用于知识发现的特定领域知识图的构建与评价

目的本研究旨在评估建立生物医学知识图谱（KG）的方法。设计/方法论/方法本研究首先在新冠肺炎开放研究数据集上构建了一个新冠肺炎知识图谱，涵盖了六个类别（即疾病、药物、基因、物种、治疗和症状）的信息。该构建使用开源工具来提取实体、关系和三元组。然后，使用半自动方法，从正确性、相关性和全面性三个数据质量维度对新冠肺炎KG进行评估。最后，本研究通过建立问答系统来评估KG的应用。向系统提交了关于新冠肺炎基因组、症状、传播和治疗的五个查询，并对结果进行了分析。发现使用当前的提取工具，KG的质量是中等的，很难提高，除非做出更多的努力来改进实体提取、关系提取等工具。本研究发现，综合性和相关性与数据量呈正相关。

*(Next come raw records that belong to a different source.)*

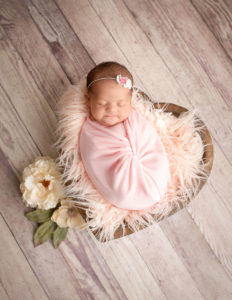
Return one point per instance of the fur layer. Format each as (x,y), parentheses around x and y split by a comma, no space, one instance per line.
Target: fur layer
(182,143)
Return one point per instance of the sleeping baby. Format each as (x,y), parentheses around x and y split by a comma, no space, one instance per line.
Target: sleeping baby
(121,151)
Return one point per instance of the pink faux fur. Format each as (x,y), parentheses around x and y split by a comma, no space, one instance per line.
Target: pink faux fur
(182,143)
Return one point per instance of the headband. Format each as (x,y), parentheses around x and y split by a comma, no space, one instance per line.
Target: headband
(123,81)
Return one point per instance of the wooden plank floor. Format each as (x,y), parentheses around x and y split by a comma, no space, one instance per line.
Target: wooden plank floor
(178,51)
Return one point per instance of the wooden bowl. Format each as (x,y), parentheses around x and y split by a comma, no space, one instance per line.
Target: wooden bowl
(176,110)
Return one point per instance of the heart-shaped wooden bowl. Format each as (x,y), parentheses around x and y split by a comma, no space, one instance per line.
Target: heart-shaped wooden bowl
(176,110)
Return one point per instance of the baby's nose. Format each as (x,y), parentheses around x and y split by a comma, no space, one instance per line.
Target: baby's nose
(111,108)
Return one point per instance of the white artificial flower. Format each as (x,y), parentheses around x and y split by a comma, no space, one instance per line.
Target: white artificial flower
(41,185)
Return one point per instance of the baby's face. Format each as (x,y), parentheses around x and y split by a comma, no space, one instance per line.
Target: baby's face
(109,102)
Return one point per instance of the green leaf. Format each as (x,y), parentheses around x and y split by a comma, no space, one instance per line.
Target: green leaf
(59,235)
(40,215)
(43,232)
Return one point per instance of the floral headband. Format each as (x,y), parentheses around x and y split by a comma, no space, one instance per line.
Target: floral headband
(123,81)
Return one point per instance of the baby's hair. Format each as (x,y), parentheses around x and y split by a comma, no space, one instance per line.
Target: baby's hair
(107,69)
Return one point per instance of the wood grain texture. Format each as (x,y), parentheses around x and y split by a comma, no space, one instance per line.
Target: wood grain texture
(179,52)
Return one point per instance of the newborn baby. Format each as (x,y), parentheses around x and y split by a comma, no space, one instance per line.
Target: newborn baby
(121,151)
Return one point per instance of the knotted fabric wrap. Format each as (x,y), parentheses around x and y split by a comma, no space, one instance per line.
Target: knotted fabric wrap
(126,162)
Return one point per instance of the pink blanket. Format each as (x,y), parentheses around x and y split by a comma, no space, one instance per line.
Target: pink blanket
(126,162)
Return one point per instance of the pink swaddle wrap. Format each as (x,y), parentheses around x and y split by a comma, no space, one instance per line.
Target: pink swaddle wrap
(126,162)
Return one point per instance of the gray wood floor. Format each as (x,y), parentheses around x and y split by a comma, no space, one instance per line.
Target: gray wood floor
(178,51)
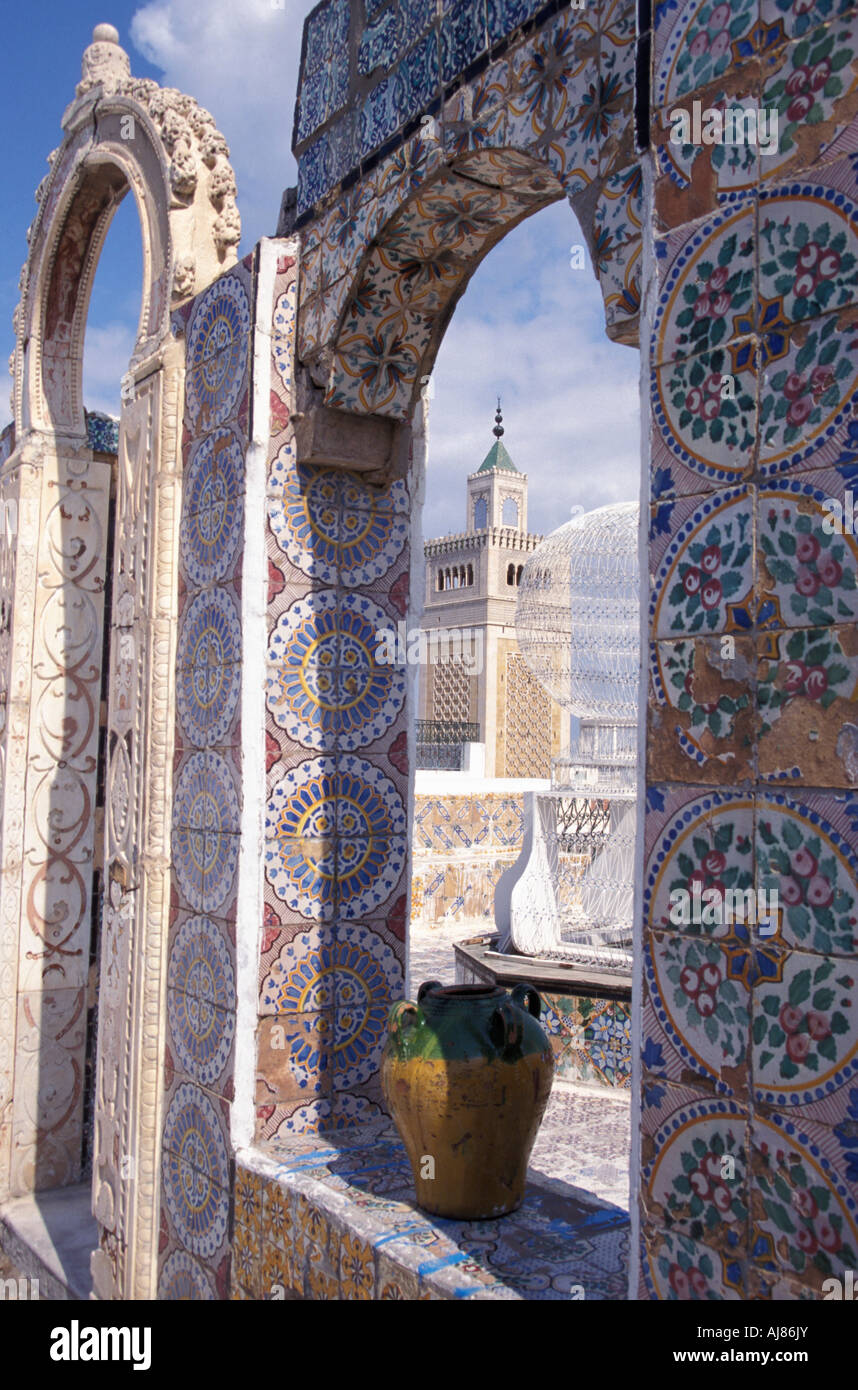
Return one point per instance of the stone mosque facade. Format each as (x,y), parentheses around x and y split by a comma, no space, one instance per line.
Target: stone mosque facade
(472,583)
(245,908)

此外，结果表明，在大多数查询中，建立在较大规模KGs上的问答系统的性能优于较小规模KGs，证明了相关性和全面性对确保KG.Originality/value有用性的重要性，本文讨论的基于数据质量和基于应用程序的评估为KG的研究人员和从业者构建高质量的领域特定知识发现系统提供了宝贵的参考。

本文章由计算机程序翻译，如有差异，请以英文原文为准。

求助全文

约1分钟内获得全文求助全文

来源期刊

Information Discovery and Delivery INFORMATION SCIENCE & LIBRARY SCIENCE-

CiteScore

5.40

自引率

4.80%

发文量

期刊介绍： Information Discovery and Delivery covers information discovery and access for digital information researchers. This includes educators, knowledge professionals in education and cultural organisations, knowledge managers in media, health care and government, as well as librarians. The journal publishes research and practice which explores the digital information supply chain ie transport, flows, tracking, exchange and sharing, including within and between libraries. It is also interested in digital information capture, packaging and storage by ‘collectors’ of all kinds. Information is widely defined, including but not limited to: Records, Documents, Learning objects, Visual and sound files, Data and metadata and , User-generated content.